Stabilità orbitale e scenari futuri dell’esofisica

Oltre a mappare l’orbita dell’esosatellite principale, i modelli matematici iniziali hanno preso in esame l’esistenza di una potenziale seconda luna interna in risonanza orbitale. Per verificare la plausibilità di questi scenari dinamici, il team ha condotto approfondite simulazioni a N-corpi attraverso il celebre codice di integrazione REBOUND, analizzando la stabilità gravitazionale sul lungo periodo. I calcoli hanno dimostrato che l’ipotesi a due satelliti risulta estremamente caotica e instabile, portando all’espulsione rapida di uno dei due corpi entro appena cinquecento anni a causa delle reciproche interferenze e delle perturbazioni della stella principale. Al contrario, il modello a satellite singolo con un’orbita eccentrica di circa 0,27 si è rivelato ampiamente stabile sul lungo periodo.

Per escludere che il segnale fosse un artefatto dovuto ad anomalie meteorologiche terrestri o a fenomeni intrinseci della nana bruna, come la presenza di macchie atmosferiche o la rapida rotazione delle sue nubi, gli scienziati hanno applicato sofisticati modelli a processi gaussiani. Le verifiche hanno confermato che nessuna attività atmosferica interna avrebbe potuto simulare un segnale così persistente e preciso su una scala temporale di 170 giorni, blindando l’autenticità della scoperta. Questa straordinaria ricerca non solo spalanca le porte alla comprensione dei meccanismi di formazione dei satelliti giganti, ma spiana la strada all’utilizzo della velocità radiale per l’imminente Extremely Large Telescope (ELT) dell’ESO. Con il suo gigantesco specchio da 39 metri, l’ELT permetterà di scovare esosatelliti ancora meno massicci, costringendoci a riscrivere per sempre i confini della geografia astronomica.

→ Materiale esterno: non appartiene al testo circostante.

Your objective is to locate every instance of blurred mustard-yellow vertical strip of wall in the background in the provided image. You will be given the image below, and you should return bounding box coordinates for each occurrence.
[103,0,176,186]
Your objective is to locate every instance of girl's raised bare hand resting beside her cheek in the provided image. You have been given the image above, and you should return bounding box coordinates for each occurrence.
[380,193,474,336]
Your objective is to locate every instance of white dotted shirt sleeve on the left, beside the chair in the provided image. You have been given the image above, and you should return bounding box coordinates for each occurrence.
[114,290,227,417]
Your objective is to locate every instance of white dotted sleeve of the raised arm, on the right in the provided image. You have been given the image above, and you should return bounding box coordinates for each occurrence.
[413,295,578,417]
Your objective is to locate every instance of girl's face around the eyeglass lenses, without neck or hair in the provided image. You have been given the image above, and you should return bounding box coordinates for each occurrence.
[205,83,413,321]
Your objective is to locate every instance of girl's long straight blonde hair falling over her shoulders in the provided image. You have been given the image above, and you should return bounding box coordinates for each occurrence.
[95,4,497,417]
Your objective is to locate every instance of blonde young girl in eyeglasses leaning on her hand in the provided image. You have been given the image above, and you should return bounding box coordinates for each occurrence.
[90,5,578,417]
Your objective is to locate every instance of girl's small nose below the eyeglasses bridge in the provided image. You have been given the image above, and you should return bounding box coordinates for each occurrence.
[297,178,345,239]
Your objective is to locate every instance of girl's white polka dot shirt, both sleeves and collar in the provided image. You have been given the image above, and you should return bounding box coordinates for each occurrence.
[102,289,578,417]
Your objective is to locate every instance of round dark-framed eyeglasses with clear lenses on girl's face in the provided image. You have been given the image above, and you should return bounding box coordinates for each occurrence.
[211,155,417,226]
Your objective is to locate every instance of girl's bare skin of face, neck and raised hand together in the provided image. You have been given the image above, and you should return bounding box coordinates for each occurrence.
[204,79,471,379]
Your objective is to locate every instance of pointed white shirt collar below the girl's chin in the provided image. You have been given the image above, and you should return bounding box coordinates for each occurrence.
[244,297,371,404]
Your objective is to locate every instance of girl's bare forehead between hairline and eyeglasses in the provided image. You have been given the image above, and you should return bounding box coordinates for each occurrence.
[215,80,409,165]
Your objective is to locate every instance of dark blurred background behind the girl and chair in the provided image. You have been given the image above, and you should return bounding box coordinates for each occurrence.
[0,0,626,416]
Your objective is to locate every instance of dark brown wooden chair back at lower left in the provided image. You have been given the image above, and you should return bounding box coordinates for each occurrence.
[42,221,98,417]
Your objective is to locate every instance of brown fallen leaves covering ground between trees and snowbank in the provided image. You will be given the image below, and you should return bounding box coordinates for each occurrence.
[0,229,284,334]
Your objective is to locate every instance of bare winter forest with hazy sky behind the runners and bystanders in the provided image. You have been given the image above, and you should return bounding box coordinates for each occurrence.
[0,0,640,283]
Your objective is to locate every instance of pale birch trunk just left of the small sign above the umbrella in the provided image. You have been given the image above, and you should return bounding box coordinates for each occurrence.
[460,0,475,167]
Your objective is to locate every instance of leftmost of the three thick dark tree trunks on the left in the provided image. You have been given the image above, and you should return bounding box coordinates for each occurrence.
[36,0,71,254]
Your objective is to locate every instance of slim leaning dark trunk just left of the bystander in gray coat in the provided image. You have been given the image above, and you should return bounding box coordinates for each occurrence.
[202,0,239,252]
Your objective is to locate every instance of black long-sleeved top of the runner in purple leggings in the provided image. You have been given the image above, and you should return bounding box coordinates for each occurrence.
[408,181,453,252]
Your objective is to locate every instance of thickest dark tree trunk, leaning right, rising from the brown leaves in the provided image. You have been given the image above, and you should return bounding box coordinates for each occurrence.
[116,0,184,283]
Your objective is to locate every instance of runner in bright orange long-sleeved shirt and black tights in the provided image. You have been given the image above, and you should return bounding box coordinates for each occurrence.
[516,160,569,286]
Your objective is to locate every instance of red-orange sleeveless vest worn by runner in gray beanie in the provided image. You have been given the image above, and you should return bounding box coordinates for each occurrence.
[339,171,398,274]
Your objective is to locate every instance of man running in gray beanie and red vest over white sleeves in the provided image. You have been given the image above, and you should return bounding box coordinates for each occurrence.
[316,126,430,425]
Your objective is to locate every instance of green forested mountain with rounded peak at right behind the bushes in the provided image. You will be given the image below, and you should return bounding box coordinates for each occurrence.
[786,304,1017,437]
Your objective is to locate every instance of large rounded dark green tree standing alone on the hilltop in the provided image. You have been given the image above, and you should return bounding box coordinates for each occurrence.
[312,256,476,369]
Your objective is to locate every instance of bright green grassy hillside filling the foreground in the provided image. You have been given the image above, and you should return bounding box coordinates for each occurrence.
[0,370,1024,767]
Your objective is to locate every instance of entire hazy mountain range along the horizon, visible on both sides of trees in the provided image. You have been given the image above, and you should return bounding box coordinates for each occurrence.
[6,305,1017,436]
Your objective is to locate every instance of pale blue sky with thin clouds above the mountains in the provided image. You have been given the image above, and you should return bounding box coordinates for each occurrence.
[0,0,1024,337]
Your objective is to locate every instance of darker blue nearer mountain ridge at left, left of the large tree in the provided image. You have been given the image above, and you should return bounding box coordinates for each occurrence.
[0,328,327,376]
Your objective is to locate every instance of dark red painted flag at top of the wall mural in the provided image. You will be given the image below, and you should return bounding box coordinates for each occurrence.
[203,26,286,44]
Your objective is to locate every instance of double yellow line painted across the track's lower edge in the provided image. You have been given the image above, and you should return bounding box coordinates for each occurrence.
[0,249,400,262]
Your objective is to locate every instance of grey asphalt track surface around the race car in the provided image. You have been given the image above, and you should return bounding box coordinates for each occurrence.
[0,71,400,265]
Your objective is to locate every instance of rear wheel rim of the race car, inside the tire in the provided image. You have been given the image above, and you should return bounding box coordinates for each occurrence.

Questa immagine mostra la regione di cielo attorno a CD-35 2722, una stella attorno alla quale orbita una nana bruna, a sua volta orbitata da un oggetto con una massa almeno pari a quella di Giove.
CD-35 2722 è la stella esattamente al centro di questa immagine. La nana bruna non è visibile in questa immagine, poiché è immersa nel bagliore della stella, ma è stata ripresa direttamente da altri telescopi. Anche la “luna” attorno alla nana bruna non è visibile, ma è stata rilevata grazie all’attrazione gravitazionale che esercita sulla nana bruna.